An ihrer linken Hüfte beulte sich der Revolver aus, den sie in einem Halfter unter dem Jackett verborgen hatte.
»Bis bald, Herr Bibelfest«, neckte sie mich zum Abschied, in Anspielung auf meine berufliche Tätigkeit als Religionslehrer.
Sie sagte es mir nie, aber vielleicht war der Grund für unsere amouröse Affinität der Reibungspunkt zwischen ihrem absoluten Atheismus und meiner verklärten Gottgläubigkeit. Nun, wer weiß …
Sie winkte mir mit einem herzerfrischenden Lächeln aus dem Fenster des Zuges zu, und ich grüßte Hand wedelnd eifrig zurück.
Vierzehn Tage ohne Nachricht von ihr vergingen, die mich nicht beunruhigten.
Nach weiteren zwei Wochen ergriff mich eine nie gekannte Nervosität und Unruhe, woraufhin ich kurzentschlossen meinen Reisekoffer packte und ich mich gleichfalls auf die Fahrt in das besagte Städtchen Aaroch begab. Rektor Engelbach war alles andere als entzückt von meinem kurzfristigen Urlaubsantrag, aber er bewilligte mir eine Woche und knurrte mir etwas Undefinierbares zum Abschied hinterher.
Ich stieg zweimal um, bevor ich die letzte Etappe in das Herz dieses riesigen Waldgebietes antrat. Die Lokomotive, die lediglich einen Personenwagen zog, mutete mir wie ein metallenes Monstrum aus den Pioniertagen des Transportwesens an. Mit asthmatischem Schnaufen quälte sich diese geschundene Antiquität durch finstere Waldschluchten, die unendlich schienen. Der Urwald, der sich rechts und links der Schienen auftürmte, hatte nichts von der Frische und Vitalität seiner südamerikanischen Vettern, sondern entfachte mit seiner Düsternis und der tiefgrünen Schwermut ein Gefühl der Beklemmung in mir.
Das Städtchen Aaroch entpuppte sich als eine trübselige Ansammlung unverputzter Gebäude, angefressen von beginnendem Zerfall und andauernder Vernachlässigung. Schmutzig graue Schieferdächer hingen wie verbrauchte Rücken durch, abblätternde Wandfarbe allerorts und blinde Fensterscheiben, deren Erneuerung man keine Aufmerksamkeit schenkte. Diese Ortschaft schlug mir ebenso aufs Gemüt, wie die quälende Zugfahrt, und so fragte ich mich, ob Gertrud dieselben Gefühle bei ihrer Ankunft hier beschlichen hatten.
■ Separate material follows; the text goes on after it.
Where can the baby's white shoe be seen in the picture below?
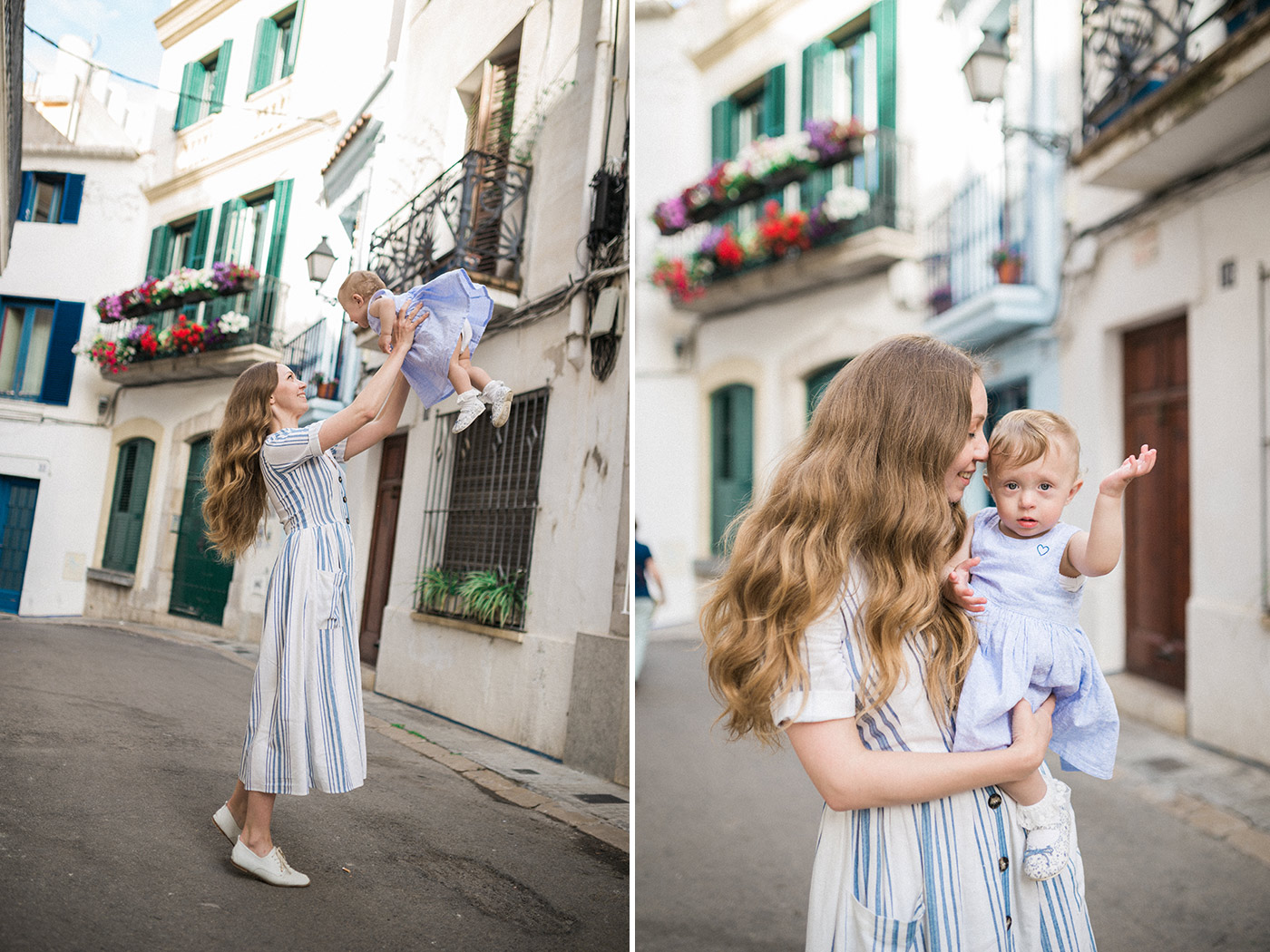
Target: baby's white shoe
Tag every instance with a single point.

Ich mietete mich im einzigen Hotel der Stadt ein, welches eher den Eindruck eines bäuerlichen Gasthofs machte, der sich aus der Not heraus, noch ein paar Schlafkammern an der Rückseite gestattete.
Das Zimmer war eng und muffig, die Möblierung karg und von niederster Qualität. Im durchgelegenen Bett hatten es sich ein paar Wanzen bequem gemacht, und das einzige Fenster hatte einen bräunlichen Schmutzfilm anstatt einer Gardine.
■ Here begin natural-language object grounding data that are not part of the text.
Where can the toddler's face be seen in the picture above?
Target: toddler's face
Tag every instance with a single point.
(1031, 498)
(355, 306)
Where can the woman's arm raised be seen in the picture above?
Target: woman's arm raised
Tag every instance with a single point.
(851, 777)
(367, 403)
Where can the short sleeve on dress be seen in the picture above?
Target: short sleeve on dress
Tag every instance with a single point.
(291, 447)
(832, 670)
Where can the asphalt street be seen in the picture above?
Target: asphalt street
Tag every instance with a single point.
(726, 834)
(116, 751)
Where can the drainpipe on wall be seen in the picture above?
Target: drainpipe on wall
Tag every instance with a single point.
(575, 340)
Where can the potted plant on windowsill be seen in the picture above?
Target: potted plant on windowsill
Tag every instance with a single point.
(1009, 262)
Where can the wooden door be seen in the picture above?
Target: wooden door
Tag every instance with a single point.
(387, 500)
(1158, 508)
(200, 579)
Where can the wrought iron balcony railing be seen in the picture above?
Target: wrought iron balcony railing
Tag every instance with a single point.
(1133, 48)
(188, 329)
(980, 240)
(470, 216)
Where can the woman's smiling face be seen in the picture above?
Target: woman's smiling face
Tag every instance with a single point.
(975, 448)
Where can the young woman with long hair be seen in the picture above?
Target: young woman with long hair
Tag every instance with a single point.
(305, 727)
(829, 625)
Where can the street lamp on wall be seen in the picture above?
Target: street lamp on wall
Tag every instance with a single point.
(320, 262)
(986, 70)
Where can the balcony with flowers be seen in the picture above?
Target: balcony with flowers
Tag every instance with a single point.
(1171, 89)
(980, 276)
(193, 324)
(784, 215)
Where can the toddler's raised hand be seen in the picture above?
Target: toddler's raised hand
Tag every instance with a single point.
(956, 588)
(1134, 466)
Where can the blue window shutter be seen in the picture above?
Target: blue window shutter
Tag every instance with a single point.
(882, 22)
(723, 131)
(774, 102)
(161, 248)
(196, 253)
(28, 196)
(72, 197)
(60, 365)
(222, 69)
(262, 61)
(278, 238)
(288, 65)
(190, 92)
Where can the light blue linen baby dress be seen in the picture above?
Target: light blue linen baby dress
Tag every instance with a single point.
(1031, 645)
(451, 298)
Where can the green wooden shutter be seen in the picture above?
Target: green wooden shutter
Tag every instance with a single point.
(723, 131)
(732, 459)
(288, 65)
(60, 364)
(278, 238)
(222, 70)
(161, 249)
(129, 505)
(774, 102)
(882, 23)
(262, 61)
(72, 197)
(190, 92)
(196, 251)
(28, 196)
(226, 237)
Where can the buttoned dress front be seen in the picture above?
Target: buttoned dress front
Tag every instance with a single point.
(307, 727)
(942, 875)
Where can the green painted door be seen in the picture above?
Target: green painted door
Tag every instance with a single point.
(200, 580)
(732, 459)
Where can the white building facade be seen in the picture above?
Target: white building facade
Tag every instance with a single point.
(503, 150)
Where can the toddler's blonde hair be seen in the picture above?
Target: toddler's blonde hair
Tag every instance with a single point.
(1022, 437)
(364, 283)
Das Abendessen nahm ich im Gastraum ein. Ich bestellte das alleinig verfügbare Gericht: Eine wässrige Suppe in der sich einige undefinierbare Brocken tummelten. Die Brocken hatten entfernten Fleischgeschmack, aber ich war mich nicht sicher. Es hätte gewiss auch aufgeweichter Mäusekot sein können.
An den anderen beiden Tischen spielten einige rotgesichtige Männer Karten. Dabei legten sie ein mir unheimliches Schweigen an den Tag.
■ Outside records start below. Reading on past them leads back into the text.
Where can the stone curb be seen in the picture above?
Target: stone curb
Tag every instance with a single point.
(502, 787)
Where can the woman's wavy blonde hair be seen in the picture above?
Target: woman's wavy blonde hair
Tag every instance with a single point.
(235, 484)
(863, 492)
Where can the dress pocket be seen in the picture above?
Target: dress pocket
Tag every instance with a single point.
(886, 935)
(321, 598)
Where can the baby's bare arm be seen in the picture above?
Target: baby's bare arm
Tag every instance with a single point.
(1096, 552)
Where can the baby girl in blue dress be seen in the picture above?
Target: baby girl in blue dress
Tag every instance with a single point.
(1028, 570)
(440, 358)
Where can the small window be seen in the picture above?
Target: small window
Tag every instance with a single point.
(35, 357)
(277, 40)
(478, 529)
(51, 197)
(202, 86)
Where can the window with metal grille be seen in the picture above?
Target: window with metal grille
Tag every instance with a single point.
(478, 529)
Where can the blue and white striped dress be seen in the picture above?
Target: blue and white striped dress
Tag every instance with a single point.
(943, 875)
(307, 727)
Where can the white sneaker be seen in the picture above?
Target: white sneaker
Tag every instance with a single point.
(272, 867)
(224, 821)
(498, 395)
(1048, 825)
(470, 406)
Ich war es gewohnt, dass kartenspielende Gesellen beim Stechen munter prahlten, fluchten oder zumindest enttäuscht schnauften. Diese sonderbare Gesellschaft starrte nur stumm und finster vor sich hin, bar jeglicher herzerfrischender Konversation.
Ich ließ die Suppe halb gegessen stehen und trat zu dem krummbeinigen Wirt, der hinterm Tresen seine bauchigen Gläser polierte.
Dann nahm ich eine Fotografie von Gertrud aus meiner Geldbörse und hielt sie dem Wirt hin.
»Entschuldigen Sie mein Herr. Eine gute Freundin von mir ist vor circa einem Monat nach Aaroch gereist. Da hier nicht allzu viele Lokalitäten vorzufinden sind, könnte ich mir vorstellen, dass sie hier im Hirschen abgestiegen ist … Können Sie sich vielleicht an sie erinnern?«
Mit einem trägen Blick bedachte der schnauzbärtige Wirt die Fotografie.
»Mmmh, eine gute Freundin von Ihnen sagen Sie, was? Und so ganz allein unterwegs in der Welt, das Weibsstück, hm?«
Ich ging auf die Provokation nicht weiter ein und wartete geduldig ab, ob seinen Lippen doch noch eine brauchbare Information zu entlocken sei.